Bald Condensed's picture

I think this is a custom typeface based on ITC Avant Garde Gothic with some hints of Helvetica, just like Nick describes it.

Birdseeding's picture

Maybe custom, but how about this one then? It's not the same typeface as the one above, I think (round tittles), and it's from an entirely different company (Bank vs. sports retailer) but it's got the same bent /t/ and bigger-apperture /e/ as the previous one, while retaining the Futuraesque /a/ and general geometric feel.

Bald Condensed's picture

The closest I get is Neuzeit Grotesk/Geometric 706. Although the general skeleton matches, the weight distribution doesn't, and the "s" is quite different (more ITC Avant Garde Gothic-like).

Florian Hardwig's picture

What about AG Schoolbook Two? Not a perfect match – the a counter is not round.
(FF Schulbuch also features the tailed t and the single-storey a, but is based on Helvetica and consequently has horizontal terminals)

Té Rowan's picture

Birdy's entry could be Century Gothic, except for the 't'. Again. But, frankly, I have never seen anything in the Futura/AvantGarde style with a bent 't' before. Unless someone has drawn one as an alternate in some font of this style, I'm far adrift.

Birdseeding's picture

Alright, sorry for leading people off on a wild goose chase, I just did what I should have done originally - googled up who did the brand. Turns out the first one is indeed a custom typeface, Stadium Sans by Stockholm Design Lab:

http://www.stockholmdesignlab.se/#/1112/projects/clients/stadium/stadium/

This leads me to suspect the second one is probably also custom work, it's very, very close to Futura in so many other details that it might merely be a variant.

Té Rowan's picture

Oi! It's not the capture, it's the chase!

Michel Boyer's picture

For the second sample, if you chase a little more you find a few pdf files of that bank using that font. In particular

http://www.ikanobank.se/site_files/docs/ekonomi/Ikano_Delarsrapport_2010...

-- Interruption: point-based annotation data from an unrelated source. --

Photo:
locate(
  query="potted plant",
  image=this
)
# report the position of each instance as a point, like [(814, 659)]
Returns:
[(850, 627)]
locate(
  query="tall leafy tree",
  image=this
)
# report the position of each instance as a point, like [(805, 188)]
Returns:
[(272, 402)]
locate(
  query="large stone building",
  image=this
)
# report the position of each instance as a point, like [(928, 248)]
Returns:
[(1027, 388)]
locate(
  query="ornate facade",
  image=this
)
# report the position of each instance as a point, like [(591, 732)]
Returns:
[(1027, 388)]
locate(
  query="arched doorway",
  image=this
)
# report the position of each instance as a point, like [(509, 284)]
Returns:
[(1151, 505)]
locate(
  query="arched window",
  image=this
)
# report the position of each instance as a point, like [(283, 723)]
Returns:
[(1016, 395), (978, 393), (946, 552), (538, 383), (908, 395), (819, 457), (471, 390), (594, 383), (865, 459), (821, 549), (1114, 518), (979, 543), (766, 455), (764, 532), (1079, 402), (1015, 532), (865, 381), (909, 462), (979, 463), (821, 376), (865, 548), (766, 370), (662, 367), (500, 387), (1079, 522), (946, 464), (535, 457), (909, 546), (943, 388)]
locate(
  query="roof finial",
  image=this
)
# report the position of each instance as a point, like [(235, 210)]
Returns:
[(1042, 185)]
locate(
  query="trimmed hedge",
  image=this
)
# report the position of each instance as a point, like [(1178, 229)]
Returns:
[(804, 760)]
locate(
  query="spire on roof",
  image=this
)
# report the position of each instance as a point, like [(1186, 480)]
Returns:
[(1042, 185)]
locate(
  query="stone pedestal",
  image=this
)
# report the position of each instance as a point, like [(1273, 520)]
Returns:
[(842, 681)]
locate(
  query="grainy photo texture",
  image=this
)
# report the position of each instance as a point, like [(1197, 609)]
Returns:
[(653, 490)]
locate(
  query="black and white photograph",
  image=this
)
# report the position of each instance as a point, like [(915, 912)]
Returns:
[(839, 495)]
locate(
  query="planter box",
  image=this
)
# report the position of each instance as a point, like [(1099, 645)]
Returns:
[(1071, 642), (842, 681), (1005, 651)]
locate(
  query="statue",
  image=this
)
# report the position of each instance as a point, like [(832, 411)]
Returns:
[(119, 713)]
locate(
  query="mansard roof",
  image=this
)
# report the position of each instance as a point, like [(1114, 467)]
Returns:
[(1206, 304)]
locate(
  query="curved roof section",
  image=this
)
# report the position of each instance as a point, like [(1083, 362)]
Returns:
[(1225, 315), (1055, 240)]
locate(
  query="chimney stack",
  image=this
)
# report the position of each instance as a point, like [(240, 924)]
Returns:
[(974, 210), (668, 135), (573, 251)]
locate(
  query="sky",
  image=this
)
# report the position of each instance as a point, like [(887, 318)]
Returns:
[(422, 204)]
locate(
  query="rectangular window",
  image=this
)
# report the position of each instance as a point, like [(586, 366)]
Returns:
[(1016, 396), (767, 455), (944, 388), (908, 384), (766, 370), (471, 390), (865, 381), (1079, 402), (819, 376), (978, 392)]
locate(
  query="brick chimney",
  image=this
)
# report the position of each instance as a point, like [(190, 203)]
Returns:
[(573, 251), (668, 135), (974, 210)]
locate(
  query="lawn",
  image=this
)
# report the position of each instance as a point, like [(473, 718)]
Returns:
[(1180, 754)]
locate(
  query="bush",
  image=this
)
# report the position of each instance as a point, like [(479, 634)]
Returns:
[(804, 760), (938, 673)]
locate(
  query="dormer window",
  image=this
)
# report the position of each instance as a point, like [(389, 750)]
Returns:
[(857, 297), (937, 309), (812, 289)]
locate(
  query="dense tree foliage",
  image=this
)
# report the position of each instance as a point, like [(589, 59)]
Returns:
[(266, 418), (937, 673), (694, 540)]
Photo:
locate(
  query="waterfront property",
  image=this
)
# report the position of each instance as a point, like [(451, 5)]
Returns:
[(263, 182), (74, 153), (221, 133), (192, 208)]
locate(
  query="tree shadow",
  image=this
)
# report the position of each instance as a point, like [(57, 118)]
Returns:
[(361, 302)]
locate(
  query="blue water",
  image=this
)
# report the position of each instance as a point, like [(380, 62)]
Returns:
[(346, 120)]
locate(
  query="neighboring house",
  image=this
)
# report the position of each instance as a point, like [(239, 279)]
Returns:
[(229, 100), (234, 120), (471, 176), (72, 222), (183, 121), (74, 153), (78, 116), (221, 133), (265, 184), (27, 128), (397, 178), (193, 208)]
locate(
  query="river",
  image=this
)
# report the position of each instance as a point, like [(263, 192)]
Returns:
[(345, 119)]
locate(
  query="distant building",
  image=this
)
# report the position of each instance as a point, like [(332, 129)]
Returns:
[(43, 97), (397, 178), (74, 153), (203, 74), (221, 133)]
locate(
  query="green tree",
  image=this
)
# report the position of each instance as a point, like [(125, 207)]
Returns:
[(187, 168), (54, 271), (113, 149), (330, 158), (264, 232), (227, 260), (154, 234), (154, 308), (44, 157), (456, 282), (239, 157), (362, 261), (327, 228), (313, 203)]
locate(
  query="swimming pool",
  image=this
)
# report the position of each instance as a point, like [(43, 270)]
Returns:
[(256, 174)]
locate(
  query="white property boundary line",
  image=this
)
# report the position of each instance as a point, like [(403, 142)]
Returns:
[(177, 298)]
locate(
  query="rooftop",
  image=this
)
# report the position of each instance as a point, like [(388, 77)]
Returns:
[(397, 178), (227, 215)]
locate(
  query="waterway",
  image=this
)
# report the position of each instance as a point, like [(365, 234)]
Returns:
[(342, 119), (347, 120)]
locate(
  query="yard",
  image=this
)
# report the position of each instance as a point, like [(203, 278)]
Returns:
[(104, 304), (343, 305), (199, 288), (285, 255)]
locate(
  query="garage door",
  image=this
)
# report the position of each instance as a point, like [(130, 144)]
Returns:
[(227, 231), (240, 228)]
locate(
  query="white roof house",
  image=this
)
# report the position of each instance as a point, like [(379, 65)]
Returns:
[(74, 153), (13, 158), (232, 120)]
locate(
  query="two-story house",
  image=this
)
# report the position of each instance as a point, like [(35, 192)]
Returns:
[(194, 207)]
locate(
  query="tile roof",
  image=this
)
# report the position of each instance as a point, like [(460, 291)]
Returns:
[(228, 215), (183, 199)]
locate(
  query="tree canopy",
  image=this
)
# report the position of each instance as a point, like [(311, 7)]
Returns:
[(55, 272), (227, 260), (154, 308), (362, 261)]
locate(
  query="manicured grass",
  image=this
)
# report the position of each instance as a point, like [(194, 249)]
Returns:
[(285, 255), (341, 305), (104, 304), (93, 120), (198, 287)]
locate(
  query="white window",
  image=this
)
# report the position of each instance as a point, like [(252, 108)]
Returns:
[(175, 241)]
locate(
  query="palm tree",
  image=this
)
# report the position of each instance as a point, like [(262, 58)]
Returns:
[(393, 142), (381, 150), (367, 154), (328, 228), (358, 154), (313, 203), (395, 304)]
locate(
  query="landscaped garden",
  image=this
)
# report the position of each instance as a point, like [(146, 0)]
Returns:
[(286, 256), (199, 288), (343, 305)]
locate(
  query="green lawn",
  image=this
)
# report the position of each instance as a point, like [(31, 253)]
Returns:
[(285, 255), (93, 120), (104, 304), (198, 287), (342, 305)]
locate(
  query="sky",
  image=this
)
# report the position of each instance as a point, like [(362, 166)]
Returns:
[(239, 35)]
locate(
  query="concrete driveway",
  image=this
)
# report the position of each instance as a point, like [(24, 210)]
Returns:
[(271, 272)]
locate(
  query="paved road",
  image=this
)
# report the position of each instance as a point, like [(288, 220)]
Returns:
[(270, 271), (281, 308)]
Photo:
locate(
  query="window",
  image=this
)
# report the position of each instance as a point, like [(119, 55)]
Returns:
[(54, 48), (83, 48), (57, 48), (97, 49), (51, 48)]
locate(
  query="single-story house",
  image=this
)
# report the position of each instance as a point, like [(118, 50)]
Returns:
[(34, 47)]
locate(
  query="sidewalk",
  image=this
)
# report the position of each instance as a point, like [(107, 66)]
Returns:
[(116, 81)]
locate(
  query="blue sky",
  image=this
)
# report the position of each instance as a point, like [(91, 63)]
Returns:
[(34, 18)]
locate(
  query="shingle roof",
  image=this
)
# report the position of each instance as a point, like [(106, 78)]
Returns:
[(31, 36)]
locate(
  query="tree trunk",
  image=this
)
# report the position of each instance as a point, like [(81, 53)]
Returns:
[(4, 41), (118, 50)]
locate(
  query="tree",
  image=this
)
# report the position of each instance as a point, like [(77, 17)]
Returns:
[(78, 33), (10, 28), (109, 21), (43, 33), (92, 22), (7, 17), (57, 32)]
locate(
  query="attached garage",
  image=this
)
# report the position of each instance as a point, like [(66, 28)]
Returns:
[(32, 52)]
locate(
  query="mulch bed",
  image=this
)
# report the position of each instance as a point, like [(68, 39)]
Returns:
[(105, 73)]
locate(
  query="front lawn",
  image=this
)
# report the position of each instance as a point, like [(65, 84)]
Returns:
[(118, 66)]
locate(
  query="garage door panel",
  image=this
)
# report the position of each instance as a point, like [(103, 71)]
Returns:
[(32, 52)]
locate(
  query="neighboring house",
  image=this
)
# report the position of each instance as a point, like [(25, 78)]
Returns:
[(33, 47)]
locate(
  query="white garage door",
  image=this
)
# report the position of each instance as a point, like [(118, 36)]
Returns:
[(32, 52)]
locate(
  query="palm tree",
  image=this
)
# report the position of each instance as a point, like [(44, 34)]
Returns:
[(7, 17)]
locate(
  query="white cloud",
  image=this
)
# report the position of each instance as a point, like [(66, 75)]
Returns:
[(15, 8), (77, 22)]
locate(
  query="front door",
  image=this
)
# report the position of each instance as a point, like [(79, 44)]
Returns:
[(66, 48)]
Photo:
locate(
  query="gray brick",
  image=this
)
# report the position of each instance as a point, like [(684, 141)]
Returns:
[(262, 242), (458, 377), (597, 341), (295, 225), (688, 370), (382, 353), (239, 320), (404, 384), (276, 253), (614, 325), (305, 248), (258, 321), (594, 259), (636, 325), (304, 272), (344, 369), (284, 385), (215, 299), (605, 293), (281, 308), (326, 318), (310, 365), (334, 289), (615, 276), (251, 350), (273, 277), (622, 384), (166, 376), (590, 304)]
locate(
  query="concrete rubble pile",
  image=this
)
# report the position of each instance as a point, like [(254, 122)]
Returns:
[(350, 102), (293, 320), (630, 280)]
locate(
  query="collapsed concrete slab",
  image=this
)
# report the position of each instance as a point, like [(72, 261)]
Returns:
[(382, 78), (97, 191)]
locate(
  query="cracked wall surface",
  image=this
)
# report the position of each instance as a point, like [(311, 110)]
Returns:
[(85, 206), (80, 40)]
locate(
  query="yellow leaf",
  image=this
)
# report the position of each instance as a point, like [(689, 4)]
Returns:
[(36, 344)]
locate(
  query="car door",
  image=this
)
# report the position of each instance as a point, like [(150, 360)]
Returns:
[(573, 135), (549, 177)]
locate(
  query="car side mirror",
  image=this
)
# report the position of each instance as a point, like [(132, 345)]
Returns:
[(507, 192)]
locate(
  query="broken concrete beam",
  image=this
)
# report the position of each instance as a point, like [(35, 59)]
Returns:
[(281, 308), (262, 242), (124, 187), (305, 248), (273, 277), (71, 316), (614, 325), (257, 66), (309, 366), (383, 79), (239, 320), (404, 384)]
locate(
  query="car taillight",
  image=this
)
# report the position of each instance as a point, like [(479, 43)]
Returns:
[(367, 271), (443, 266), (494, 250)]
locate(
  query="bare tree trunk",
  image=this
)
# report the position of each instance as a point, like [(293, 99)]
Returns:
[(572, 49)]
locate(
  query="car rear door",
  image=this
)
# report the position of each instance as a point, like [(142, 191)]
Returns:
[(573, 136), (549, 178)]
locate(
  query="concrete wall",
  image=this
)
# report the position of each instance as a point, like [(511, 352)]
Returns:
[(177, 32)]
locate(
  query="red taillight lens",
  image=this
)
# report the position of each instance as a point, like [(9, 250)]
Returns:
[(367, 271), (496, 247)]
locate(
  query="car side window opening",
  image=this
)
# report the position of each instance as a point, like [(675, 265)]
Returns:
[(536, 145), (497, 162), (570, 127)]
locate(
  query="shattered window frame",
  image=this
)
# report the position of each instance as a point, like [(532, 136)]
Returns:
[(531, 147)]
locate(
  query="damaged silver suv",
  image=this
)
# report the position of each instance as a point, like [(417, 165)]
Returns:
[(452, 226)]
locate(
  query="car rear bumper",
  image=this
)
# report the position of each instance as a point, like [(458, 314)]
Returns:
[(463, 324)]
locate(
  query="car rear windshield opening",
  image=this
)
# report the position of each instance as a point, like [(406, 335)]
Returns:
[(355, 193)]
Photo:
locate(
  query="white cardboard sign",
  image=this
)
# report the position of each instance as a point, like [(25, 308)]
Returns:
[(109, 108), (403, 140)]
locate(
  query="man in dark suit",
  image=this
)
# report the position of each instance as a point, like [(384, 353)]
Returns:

uses the font on its cover page, and it is called IkanoSans-Bold, thus also custom.

Birdseeding's picture

Ah, can you tell from a PDF what fonts are in it? That would help greatly in future discoverings.

Oh, and thank you!

Michel Boyer's picture

In the Acrobat Reader, you get the list of fonts used in the pdf by selecting File > Properties... > Fonts.

In Acrobat Professional, you can select individual characters and see what font they belong to. You select "Tools> Advanded editing > Touch Up Text Tool" then select the character, right click on it and select "Properties". You then get something like this

Birdseeding's picture

Thank you, that's an extremely useful tip. Turns out my third "Not Futura" was Avant Garde.